The rise of Wikipedia was spectacular, implausible, and glorious. Its
fall is equally disappointing, predictable, and inglorious. It’s also
paradigmatic. Every major venue failed in its emancipationist promise and
instead became handmaidens of the propagandists and censors: Microsoft,
Google, Facebook, and even Amazon. The information revolution turned
gradually into a tool for shoring up the corporatist–state
system.
The betrayal here serves as a tragic reminder that no technology is
uncorrupted, no method is not subject to abuse, and no platform is
permanently inoculated against capture. Indeed, the more credibility an
institution earns, the more confidence it inspires, the more likely it is
to attract bad actors who will flip its purposes on their head and push
an agenda.
What I’ve reported above is no longer unknown. Most people today are
aware of Wikipedia’s biases. Regular people long ago gave up trying to
save it from itself. You can spend a half-day on a small edit and see it
reversed by the nameless editorial oligarchs who guard every entry that
is even slightly controversial. Instead of broadening and including
voices, it has narrowed and excluded them.
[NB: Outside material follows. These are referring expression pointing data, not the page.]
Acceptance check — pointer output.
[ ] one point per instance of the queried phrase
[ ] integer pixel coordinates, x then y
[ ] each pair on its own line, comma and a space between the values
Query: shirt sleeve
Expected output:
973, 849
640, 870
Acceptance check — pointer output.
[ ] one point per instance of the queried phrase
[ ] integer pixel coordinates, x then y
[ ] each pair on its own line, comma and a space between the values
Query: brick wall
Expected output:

Fortunately, the wheels of technology have kept turning. Artificial
intelligence dropped in the late COVID-19 period, and at least one
company, xAI, has devoted itself to providing the best tools to keep the
dream of democratized information alive.
Grokipedia, even in its first
iteration, is already leagues above Wikipedia in balance and range of
information sources. As it turns out, machines do a better job than
anonymous oligarchs at getting us close to the truth.
Welcome to the post-Wikipedia age. It was fun while it lasted. All hail
its deprecation and replacement with something much better.